When state and local governments began issuing shutdown and stay-at-home orders a little over a year ago, it was difficult to fathom how long businesses would be struggling to operate within the boundaries of the unprecedented restrictions. The economy has been hit hard across the board, with the U.S. travel and hospitality industry suffering an estimated $1.1 trillion in direct and indirect losses in 2020, hospitals and healthcare systems losing at least $323 billion in 2020, the NCAA and the four major U.S. sports leagues losing at least $14.1 billion, many major retailers declaring bankruptcy, and millions of small businesses expecting to fold in 2021 under the pressure of sustained business losses. Companies from a broad range of industries have filed claims and subsequent lawsuits seeking reprieve under business interruption insurance policies that purport to cover certain business income losses. As states across the country are lifting restrictions gradually, some courts have issued favorable rulings allowing companies’ cases to proceed. Still, a large percentage of cases have left businesses wondering what they’ve been paying for since their business interruption insurance has not covered the hit from this pandemic.
According to case tracking data, the majority of COVID insurance coverage lawsuits have been filed by food and drink service companies. These cases consistently raise the question of whether the imposition of a shutdown order itself produces the physical loss of or damage to property that is typically required by business interruption policies. The data shows that in the state and federal cases that have reached a ruling on motions to dismiss, most of the cases have been dismissed thus far. Last Fall, restaurants in North Carolina were the first to receive a favorable summary judgment ruling, which has been appealed. And a recent decision has extended a lifeline to hospitality industry businesses by allowing their business interruption claims in multidistrict litigation to survive the insurer’s motions to dismiss and motions for summary judgment. In In re: Society Insurance Co. COVID-19 Business Interruption Protection Insurance Litigation, the court found that capacity limitations imposed by government shutdown orders could indeed be found by a reasonable jury to meet the physical loss of property requirement.

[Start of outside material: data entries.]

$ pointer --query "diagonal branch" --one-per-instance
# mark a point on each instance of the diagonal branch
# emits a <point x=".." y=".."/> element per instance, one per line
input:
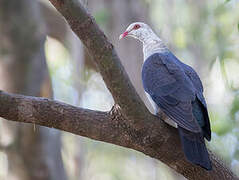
<point x="156" y="139"/>
<point x="105" y="58"/>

The In re: Society Insurance court rejected the insurance company’s argument that the virus does not cause a change to the property and therefore coverage was not required, because the insurance policies at issue apply in the case of “physical loss of” property in addition to “physical damage of” property. The court then focused on what it called the “more challenging interpretive question” of whether the government restrictions on capacity and use could constitute physical loss of property. In the court’s view, the physical nature of the loss was apparent given the physical limitation imposed, as opposed to a financial limitation, and the businesses’ inability to use the physical space of their covered property fully. If a business had the ability to expand its physical space, it would have the ability to alleviate the impact of the government orders, the court reasoned. In the face of a 25% capacity restriction, “[i]f the restaurant could expand its physical space, then the restaurant could serve more guests and the loss would be mitigated (at least in part). The loss is physical—or at the very least, a reasonable jury can make that finding.” The court was given pause by another argument presented by the insurer, but ultimately concluded that summary judgment was not appropriate given that “the scope of the term ‘direct physical loss’ is genuinely in dispute. A reasonable jury could find for either side based on the arguments and factual record presented so far in the litigation.”
In a similarly rare turn, a recent Pennsylvania state case resulted in summary judgment in favor of a dental practice seeking business interruption coverage. The state judge found that “’Plaintiff’s loss of use of its property was both ‘direct’ and ‘physical.’” The court reasoned that “[t]he spread of COVID-19, and a desired limitation of the same, had a close logical, causal [and] consequential relationship to the ways in which plaintiff materially used its property and physical space.’”
What will the analysis be when the business seeking coverage actually is treating COVID-19 positive patients and/or has staff who have become infected, like a hospital? Could there be a viable argument that the virus has not physically impacted the premises to the extent necessary to trigger coverage? A couple dozen cases have been filed by hospitals and a couple hundred by outpatient medical service companies. In a recent case, a hospital system that tested nearly 30,000 people for COVID-19 and treated nearly 2,500 COVID-19 positive patients had a communicable disease provision under their policy and still was denied coverage based on the insurer’s argument that it was not sure that the virus was on the property. The hospital’s motion for partial judgment on the pleadings is pending.
Lawsuits have been filed by additional companies ranging from bridal shops, major restaurant franchisees, and beauty salons to the MLB and league teams, NBA teams and major casinos, like Caesars who recently filed a case seeking nearly $2 billion in coverage from several insurers. As these cases work their way through the trial and appellate processes, it remains to be seen whether property insurance will provide the backstop businesses need to protect against the unprecedented damages wrought by this pandemic.